Online-Ausgabe einer Zeitung befasst sich mit mehreren TV-Sendungen

Die Online-Ausgabe einer Regionalzeitung befasst sich in mehreren Artikeln mit Beiträgen eines Privat-Senders, in denen es immer um „Hartz IV-Empfänger“ geht. Die Artikel dokumentieren und kommentieren die jeweiligen Sendungen. Ein Beispiel: „Es klingt wie blanker Hohn. Wie ein Schlag ins Gesicht eines jeden, der seine Steuern pünktlich zahlt. `Wofür soll ich denn arbeiten, es gibt genug Leute, die für mich das Geld verdienen. Ich bin froh, dass ich von der Steuer leben und das Leben genießen kann´, posaunt Hartz IV-Empfänger Dennis (34) zu Beginn einer Folge ´Armes Deutschland´ fröhlich hinaus, steckt sich eine Kippe an und grinst fröhlich in die Kamera.“ Ein Leser der Zeitung kritisiert, diese hetze fortgesetzt gegen Menschen, die von Hartz IV-Leistungen abhängig seien, mit dem Ziel, diese Menschen generell als arbeitsscheu und unmotiviert darzustellen. Damit würden Vorurteile geschürt. Der Beschwerdeführer empfindet das als eine besonders niederträchtige und menschenverachtende Vorgehensweise. Diese Darstellung von Menschen sei diskriminierend, ehrverletzend, eine Verletzung der Menschenwürde und damit ein Verstoß gegen den Pressekodex. Er habe der Redaktion gegenüber seinen Standpunkt schriftlich dargelegt, aber keine Antwort erhalten. Die Rechtsabteilung der Zeitung weist darauf hin, dass die Redaktion über TV-Sendungen berichtet habe. Mehrmals seien die Leser darauf hingewiesen worden, dass es sich bei der Veröffentlichung des Online-Portals um eine Zusammenfassung des Inhalts der TV-Sendungen handele. Für den Leser sei durch den jeweiligen Hinweis auf eine bestimmte Sendung und konkrete Einzelpersonen erkennbar, dass sich die Berichterstattung auf Einzelfälle beziehe. Eine Verallgemeinerung der beschriebenen Verhaltensweisen der konkreten Personen habe nicht stattgefunden.

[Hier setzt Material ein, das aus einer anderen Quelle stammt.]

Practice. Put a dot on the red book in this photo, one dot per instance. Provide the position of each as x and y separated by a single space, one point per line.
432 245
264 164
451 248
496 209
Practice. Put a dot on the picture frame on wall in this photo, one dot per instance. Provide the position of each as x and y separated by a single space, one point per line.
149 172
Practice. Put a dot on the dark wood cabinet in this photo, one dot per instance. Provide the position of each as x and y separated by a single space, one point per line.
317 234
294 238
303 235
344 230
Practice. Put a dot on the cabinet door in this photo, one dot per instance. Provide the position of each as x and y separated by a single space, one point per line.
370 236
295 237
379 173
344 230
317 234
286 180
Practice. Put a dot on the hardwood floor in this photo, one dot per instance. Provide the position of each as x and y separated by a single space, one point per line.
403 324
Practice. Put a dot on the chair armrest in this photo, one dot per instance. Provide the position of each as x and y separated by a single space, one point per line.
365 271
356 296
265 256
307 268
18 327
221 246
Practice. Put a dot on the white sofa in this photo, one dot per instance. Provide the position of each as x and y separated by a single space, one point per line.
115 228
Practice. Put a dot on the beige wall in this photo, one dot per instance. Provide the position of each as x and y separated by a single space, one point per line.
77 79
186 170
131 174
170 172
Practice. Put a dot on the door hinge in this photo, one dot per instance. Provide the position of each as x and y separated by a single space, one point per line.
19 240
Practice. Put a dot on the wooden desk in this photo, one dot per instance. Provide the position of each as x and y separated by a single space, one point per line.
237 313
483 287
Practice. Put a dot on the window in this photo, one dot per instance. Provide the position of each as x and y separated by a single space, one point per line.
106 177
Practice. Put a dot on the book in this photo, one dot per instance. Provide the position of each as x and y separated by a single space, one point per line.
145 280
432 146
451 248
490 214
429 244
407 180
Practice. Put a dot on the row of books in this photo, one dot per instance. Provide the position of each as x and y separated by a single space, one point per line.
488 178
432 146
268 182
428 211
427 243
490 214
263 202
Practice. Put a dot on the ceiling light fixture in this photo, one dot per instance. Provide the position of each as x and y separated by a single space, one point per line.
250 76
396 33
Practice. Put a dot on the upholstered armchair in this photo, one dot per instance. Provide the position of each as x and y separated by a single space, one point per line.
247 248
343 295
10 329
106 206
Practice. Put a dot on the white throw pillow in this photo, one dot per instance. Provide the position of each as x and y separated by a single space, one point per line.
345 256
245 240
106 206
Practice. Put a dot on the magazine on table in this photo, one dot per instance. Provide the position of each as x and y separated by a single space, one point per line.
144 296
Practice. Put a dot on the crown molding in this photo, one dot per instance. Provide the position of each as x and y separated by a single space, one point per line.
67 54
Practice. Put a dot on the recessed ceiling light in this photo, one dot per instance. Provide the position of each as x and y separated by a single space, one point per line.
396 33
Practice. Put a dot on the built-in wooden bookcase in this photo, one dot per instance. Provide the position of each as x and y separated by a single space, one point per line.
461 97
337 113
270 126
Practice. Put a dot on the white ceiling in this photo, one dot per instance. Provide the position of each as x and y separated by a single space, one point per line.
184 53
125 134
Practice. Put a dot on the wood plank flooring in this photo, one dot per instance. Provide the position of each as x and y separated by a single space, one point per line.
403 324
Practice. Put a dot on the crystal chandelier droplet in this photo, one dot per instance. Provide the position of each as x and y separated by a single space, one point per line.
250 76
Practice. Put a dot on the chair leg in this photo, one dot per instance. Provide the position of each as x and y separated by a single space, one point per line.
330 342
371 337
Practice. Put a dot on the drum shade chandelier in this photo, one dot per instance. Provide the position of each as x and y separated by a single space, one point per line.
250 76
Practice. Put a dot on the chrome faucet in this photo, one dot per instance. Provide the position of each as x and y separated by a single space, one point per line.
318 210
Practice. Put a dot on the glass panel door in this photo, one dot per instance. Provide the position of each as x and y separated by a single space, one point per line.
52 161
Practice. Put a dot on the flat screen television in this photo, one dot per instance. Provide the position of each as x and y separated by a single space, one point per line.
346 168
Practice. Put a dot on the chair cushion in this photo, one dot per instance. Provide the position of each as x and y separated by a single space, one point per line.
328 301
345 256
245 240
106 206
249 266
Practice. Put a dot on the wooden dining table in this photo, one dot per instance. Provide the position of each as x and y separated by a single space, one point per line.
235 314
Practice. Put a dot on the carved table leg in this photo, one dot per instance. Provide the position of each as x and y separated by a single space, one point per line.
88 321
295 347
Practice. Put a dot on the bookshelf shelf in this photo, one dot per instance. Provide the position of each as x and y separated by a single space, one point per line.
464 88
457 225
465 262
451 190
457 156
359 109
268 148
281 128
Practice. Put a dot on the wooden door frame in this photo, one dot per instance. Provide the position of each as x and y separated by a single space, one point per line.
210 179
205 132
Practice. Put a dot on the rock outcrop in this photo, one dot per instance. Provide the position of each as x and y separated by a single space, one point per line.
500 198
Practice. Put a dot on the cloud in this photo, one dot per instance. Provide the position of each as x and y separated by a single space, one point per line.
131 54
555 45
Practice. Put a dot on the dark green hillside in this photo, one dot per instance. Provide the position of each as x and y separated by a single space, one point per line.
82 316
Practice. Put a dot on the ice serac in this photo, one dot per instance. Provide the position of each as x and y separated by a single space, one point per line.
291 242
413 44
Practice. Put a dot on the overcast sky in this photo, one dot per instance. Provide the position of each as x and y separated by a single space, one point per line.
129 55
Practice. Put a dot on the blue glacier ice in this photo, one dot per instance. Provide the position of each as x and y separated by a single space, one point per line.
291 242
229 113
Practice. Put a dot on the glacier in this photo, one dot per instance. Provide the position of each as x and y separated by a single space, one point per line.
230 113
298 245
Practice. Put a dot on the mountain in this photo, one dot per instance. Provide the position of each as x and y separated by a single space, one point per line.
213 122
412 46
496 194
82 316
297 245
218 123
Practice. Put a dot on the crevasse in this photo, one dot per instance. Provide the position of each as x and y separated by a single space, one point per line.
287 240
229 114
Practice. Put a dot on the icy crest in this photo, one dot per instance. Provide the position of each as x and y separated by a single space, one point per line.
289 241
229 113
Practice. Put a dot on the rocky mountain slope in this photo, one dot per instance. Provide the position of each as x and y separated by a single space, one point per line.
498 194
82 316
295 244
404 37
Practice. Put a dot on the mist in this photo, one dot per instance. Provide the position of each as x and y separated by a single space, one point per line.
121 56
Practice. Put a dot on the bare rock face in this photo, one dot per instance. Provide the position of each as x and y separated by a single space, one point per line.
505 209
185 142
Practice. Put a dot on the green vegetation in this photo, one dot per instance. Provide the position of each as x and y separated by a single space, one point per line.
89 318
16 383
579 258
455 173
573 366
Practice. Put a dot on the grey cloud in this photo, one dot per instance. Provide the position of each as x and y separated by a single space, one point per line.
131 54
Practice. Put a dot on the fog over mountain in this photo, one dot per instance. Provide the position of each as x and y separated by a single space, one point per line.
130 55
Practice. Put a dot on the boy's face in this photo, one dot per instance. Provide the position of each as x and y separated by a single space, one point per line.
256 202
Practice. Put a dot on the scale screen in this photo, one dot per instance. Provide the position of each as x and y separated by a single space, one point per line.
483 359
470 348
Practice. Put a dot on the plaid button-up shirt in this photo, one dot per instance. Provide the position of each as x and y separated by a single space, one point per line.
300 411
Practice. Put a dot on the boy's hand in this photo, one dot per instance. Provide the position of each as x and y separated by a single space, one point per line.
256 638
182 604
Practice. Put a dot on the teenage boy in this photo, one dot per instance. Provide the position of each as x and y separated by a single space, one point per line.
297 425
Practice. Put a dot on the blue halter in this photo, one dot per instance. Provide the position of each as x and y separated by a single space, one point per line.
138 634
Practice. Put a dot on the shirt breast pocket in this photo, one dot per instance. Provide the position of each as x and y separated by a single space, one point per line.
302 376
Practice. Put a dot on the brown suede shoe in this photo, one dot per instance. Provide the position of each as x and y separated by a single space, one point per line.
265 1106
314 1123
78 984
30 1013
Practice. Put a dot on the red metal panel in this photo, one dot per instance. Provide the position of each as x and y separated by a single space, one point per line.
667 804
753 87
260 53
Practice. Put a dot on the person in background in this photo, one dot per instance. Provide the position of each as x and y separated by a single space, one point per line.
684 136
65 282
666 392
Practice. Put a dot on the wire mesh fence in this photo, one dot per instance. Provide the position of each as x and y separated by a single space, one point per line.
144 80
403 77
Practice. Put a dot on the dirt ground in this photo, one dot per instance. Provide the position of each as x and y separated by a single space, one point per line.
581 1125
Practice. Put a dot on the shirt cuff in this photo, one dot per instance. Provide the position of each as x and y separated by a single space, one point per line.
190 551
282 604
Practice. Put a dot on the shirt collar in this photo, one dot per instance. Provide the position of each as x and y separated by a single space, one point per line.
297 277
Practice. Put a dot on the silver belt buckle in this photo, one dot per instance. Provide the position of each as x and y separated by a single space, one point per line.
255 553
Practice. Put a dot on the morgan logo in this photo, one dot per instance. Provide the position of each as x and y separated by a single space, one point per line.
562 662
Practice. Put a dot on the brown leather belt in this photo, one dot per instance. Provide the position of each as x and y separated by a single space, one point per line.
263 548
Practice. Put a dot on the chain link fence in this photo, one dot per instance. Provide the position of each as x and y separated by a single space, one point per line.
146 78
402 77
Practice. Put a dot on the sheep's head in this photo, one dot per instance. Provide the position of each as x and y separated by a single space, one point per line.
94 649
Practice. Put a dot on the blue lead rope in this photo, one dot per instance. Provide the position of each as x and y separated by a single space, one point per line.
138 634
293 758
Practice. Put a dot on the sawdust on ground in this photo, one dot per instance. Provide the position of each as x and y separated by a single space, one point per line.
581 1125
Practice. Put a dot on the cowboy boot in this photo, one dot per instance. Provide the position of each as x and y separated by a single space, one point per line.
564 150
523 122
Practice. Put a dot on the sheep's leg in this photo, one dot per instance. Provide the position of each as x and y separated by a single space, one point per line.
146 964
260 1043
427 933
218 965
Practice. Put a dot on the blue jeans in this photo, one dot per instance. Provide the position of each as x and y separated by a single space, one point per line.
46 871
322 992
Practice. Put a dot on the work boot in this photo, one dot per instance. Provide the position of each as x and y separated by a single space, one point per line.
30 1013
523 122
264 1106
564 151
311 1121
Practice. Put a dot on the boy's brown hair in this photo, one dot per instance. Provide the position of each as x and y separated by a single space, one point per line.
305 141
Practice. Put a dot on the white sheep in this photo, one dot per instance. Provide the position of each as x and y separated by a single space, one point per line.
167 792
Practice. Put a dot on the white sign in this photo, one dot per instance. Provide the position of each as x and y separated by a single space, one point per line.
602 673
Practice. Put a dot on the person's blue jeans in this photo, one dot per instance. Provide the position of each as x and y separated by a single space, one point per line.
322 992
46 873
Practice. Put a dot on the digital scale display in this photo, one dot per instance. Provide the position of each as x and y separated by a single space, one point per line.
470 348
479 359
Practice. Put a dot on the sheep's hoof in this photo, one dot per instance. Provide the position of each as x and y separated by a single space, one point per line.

Der Beschwerdeausschuss erkennt in den kritisierten Beiträgen keinen Verstoß gegen die in Ziffer 2 des Pressekodex festgeschriebene Sorgfaltspflicht. Die Beschwerde ist unbegründet. Für die Leser ist hinreichend erkennbar, dass Quelle der Berichterstattungen TV-Dokumentationen sind, in denen sich die Befragten wie zitiert äußern. Hinweise darauf, dass die Redaktion sich nicht auf die Fernsehformate als Informationsquellen hätte verlassen dürfen, sind nicht ersichtlich. Sofern sich die dargestellten Personen so geäußert haben, wie von der Zeitung zitiert, ist dies presseethisch nicht zu beanstanden.